Search code examples
pythonnumpyinternal-representationdivmod

Python numpy.divmod and integer representation


I was trying to use numpy.divmod with very large integers and I noticed a strange behaviour. At around 2**63 ~ 1e19 (which should be the limit for the usual memory representation of int in python 3.5+), this happens:

from numpy import divmod

test = 10**6
for i in range(15,25):
  x = 10**i
  print(i, divmod(x, test))

15 (1000000000, 0)
16 (10000000000, 0)
17 (100000000000, 0)
18 (1000000000000, 0)
19 (10000000000000.0, 0.0)
20 ((100000000000000, 0), None)
21 ((1000000000000000, 0), None)
22 ((10000000000000000, 0), None)
23 ((100000000000000000, 0), None)
24 ((1000000000000000000, 0), None)

Somehow, the quotient and remainder works fine till 2**63, then there's something different.

My guess is that the int representation is "vectorized" (i.e. as BigInt in Scala, as a little endian Seq of Long).

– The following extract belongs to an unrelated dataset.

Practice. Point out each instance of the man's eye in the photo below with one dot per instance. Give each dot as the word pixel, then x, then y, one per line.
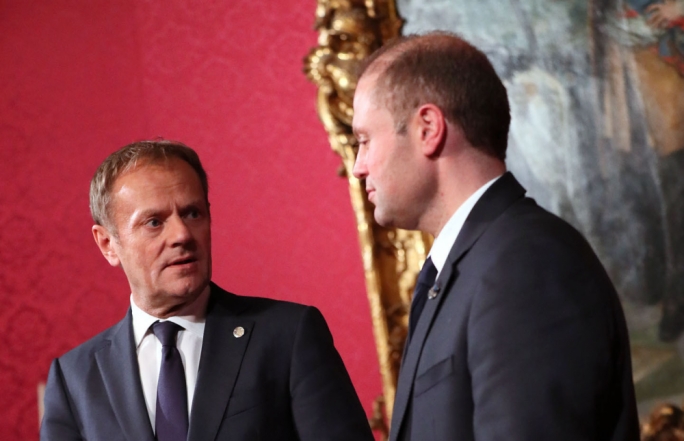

But then, I'd expect, as a result of divmod(array, test), a pair of arrays: the array of quotients and the array of remainders.

I have no clue about this feature. It does not happen with the built-in divmod (everything works as expected)

Why does this happen? Does it have something to do with int internal representation?

Details: numpy version 1.13.1, python 3.6


Solution

  • The problem is that np.divmod will convert the arguments to arrays and what happens is really easy:

    >>> np.array(10**19)
    array(10000000000000000000, dtype=uint64)
    >>> np.array(10**20)
    array(100000000000000000000, dtype=object)
    

    You will get an object array for 10**i with i > 19, in the other cases it will be a "real NumPy array".

    And, indeed, it seems like object arrays behave strangely with np.divmod:

    >>> np.divmod(np.array(10**5, dtype=object), 10)   # smaller value but object array
    ((10000, 0), None)
    

    I guess in this case the normal Python built-in divmod calculates the first returned element and all remaining items are filled with None because it delegated to Pythons function.

    Note that object arrays often behave differently than native dtype arrays. They are a lot slower and often delegate to Python functions (which is often the reason for different results).